60ml olive oil
2 large onions, finely diced
4 garlic cloves, crushed
20g oregano leaves, chopped
1 x 400g tin chopped tomatoes
500ml chicken stock
500g beef mince
100g freshly made breadcrumbs (from 3-4 crustless slices of white bread)
1 large egg – beaten
20g parsley, chopped
Salt and pepper
The tomato sauce.
Add 2 tablespoons of oil to a pan and place on medium-high heat. Add half the onion, half the garlic and half the oregano and sauté until the onions are soft and translucent. This should take 8-10 minutes.
Next add the tin tomatoes, 250ml of stock and salt and pepper. Turn the heat down to medium and allow the sauce to simmer and thicken for about 10-15 minutes.
Meanwhile, make the meatballs. To a large mixing bowl, add the rest of the onion and garlic and oregano. Add 500 beef mince, ricotta, breadcrumbs , parmesan, egg and parsley. Season with salt and pepper.
Mix everything together and shape into approximately roughly 12-14 balls Place the balls onto a baking tray ready for frying.
Heat 1 tablespoon of olive oil on high heat. When the oil is hot add small batches of meatballs to the pan. Leave the meatballs still until a crust starts to form before turning.

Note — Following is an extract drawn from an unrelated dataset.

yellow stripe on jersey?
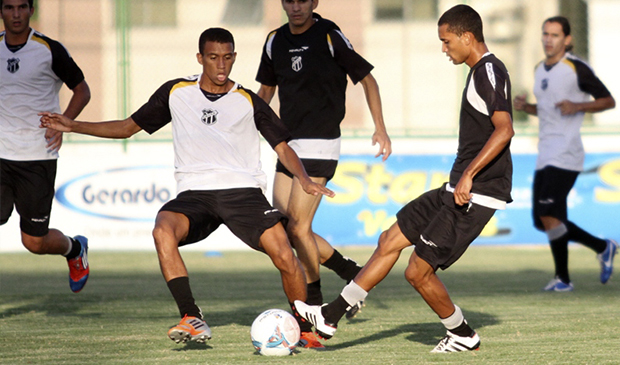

Once both sides are browned, remove from the pan and transfer to a separate plate. Continue this process until all of the meatballs are browned.
Gently lower the meatballs into the tomato sauce and pour over the remaining stock. The meatballs should almost be covered (add some water if you don’t have enough stock). Simmer on a medium to low heat, covered, for 30 minutes. To thicken the sauce, remove the lid towards the end of the cooking and increase the temperature slightly.
Once cooked, remove from the heat and set aside for 10 minutes before serving. Add extra oregano for serving.